Wednesday, November 17, 2010

Did I scoop the vaunted Financial Times magazine on Big Mac Inflation in China? Yeah, I think I did...:)

Toot! Toot! (that is me tooting my own horn)....This short piece in the Financial Times, China inflation: The Big Mac indicator, uses the price of a Big Mac in China as a measure of inflationary pressures that may be underway in China.
""More inflation warnings on Wednesday in China, this time from a highly symbolic source. The price of a Big Mac has risen from Rmb14 to Rmb15 at the branch of McDonald’s around the corner from the FT’s Beijing bureau - part of an across-the-board price hike that the US fast food chain blamed on rising costs of ingredients - even if that is still less than two-thirds of the price of a Big Mac in the US...""
If they had read THIS blog entry (reproduced below) of mine they would have known this weeks ago...Hey, I am a lowly high school economics teacher...let me have my time in the sun! :)
""Here is the latest "Big Mac Index"(graphic below) produced by The Economist magazine AND one produced in January 2010 (click HERE and HERE for my explanations of how The Big Mac Index works). Look at the cost of a Big Mac in the Euro area and then in China. How has the dollar price of a Big Mac changed in 9 months in each place? In January it took $4.79 to buy one in the Euro area (they took a weighted average) and in October it took $4.84 to buy one. So in dollar terms it became MORE expensive to buy a Big Mac. This implies the dollar lost value, or depreciated, relative to the Euro. Indeed, depreciation relative to the Euro has taken place this year. In China, a Big Mac cost $1.83 in January and in October it cost $2.18 (this is the amount we would give up to buy enough Yuan to purchase a Big Mac in Beijing). This implies the dollar lost value, or depreciated, relative to the Yuan (Chinese currency). SAY WHAT? This is NOT what has been the political discussion as of late. China has been criticized for NOT letting its currency appreciate relative to the dollar (as it SHOULD if it was traded in a flexible FOREX market) which would make its goods and services more expensive for us to buy and our goods and services less expensive for the Chinese to buy US goods and services. This presumably would lead to more balanced trade.

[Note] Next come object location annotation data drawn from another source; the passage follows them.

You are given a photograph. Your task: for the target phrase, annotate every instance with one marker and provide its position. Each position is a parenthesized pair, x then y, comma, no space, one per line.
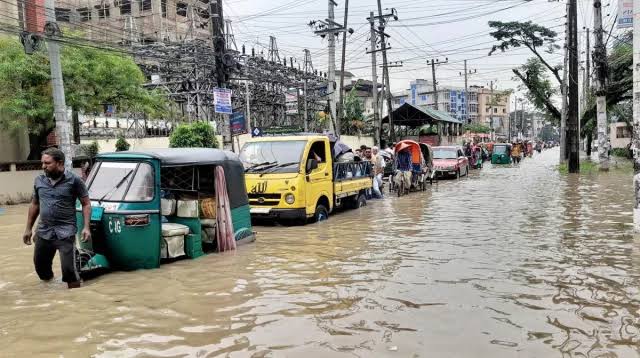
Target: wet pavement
(510,262)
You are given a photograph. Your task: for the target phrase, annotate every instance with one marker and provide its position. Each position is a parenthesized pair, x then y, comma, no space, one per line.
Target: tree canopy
(92,78)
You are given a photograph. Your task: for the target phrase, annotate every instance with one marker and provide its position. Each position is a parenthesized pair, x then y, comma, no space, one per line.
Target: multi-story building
(493,109)
(452,100)
(364,93)
(122,21)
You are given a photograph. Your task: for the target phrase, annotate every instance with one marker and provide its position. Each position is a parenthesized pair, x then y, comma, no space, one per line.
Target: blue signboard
(237,123)
(256,132)
(222,100)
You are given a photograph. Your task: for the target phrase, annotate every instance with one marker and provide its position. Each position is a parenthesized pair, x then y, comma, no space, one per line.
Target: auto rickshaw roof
(177,156)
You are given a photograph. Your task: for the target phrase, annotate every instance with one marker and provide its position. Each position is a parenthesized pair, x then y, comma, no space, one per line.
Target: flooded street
(510,262)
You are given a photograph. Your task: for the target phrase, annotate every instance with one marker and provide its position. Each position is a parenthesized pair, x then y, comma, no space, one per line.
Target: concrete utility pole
(308,68)
(331,79)
(433,64)
(563,93)
(330,29)
(573,135)
(344,53)
(63,127)
(493,131)
(466,90)
(636,114)
(600,62)
(374,78)
(382,19)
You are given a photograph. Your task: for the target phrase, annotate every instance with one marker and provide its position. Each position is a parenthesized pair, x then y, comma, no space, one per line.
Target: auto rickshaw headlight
(289,198)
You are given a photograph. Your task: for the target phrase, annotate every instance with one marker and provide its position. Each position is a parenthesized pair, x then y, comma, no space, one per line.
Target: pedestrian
(378,171)
(54,199)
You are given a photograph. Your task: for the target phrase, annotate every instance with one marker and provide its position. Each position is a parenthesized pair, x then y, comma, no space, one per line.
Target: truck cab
(296,178)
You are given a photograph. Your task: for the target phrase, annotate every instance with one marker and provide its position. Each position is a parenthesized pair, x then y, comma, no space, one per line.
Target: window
(117,181)
(63,15)
(144,5)
(181,9)
(319,149)
(103,11)
(125,7)
(623,132)
(85,14)
(141,188)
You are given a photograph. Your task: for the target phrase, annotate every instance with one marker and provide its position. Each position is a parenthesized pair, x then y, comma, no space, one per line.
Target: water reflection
(512,261)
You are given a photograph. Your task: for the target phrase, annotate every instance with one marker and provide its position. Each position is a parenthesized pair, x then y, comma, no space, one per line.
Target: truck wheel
(321,213)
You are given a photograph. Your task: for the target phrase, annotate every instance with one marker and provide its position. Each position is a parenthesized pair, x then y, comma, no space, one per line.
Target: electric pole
(382,20)
(433,64)
(63,127)
(308,68)
(374,78)
(563,91)
(636,114)
(600,63)
(466,91)
(344,52)
(573,135)
(330,29)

According to the Big Mac Index, from the two different time periods, Yuan appreciation HAS occurred. The dollar price of a Big Mac in China has INCREASED 19.6% ($2.18 minus $1.83 = $.35 divided by $1.83 times 100)!! The following could be happening: the Yuan has significantly appreciated in value, which would be BIG news, or there is Big Mac Inflation in China, or a combination of the two. We certainly have not seen nearly 20% appreciation, so I have to suspect inflation. One product does not make a trend, but is inflation rearing its ugly head in China? I pulled the thread---extra credit for doing the legwork to find out if this is the case... Note: the price of a Big Mac increased in the US, from $3.58 to $3.71, which is an increase of 3.6%. Can we say we have had inflation in the US for the last 9 month? No...so what else might contribute to the price increases in the US AND China for the Great Sandwich??  Extra-Extra Credit!! ""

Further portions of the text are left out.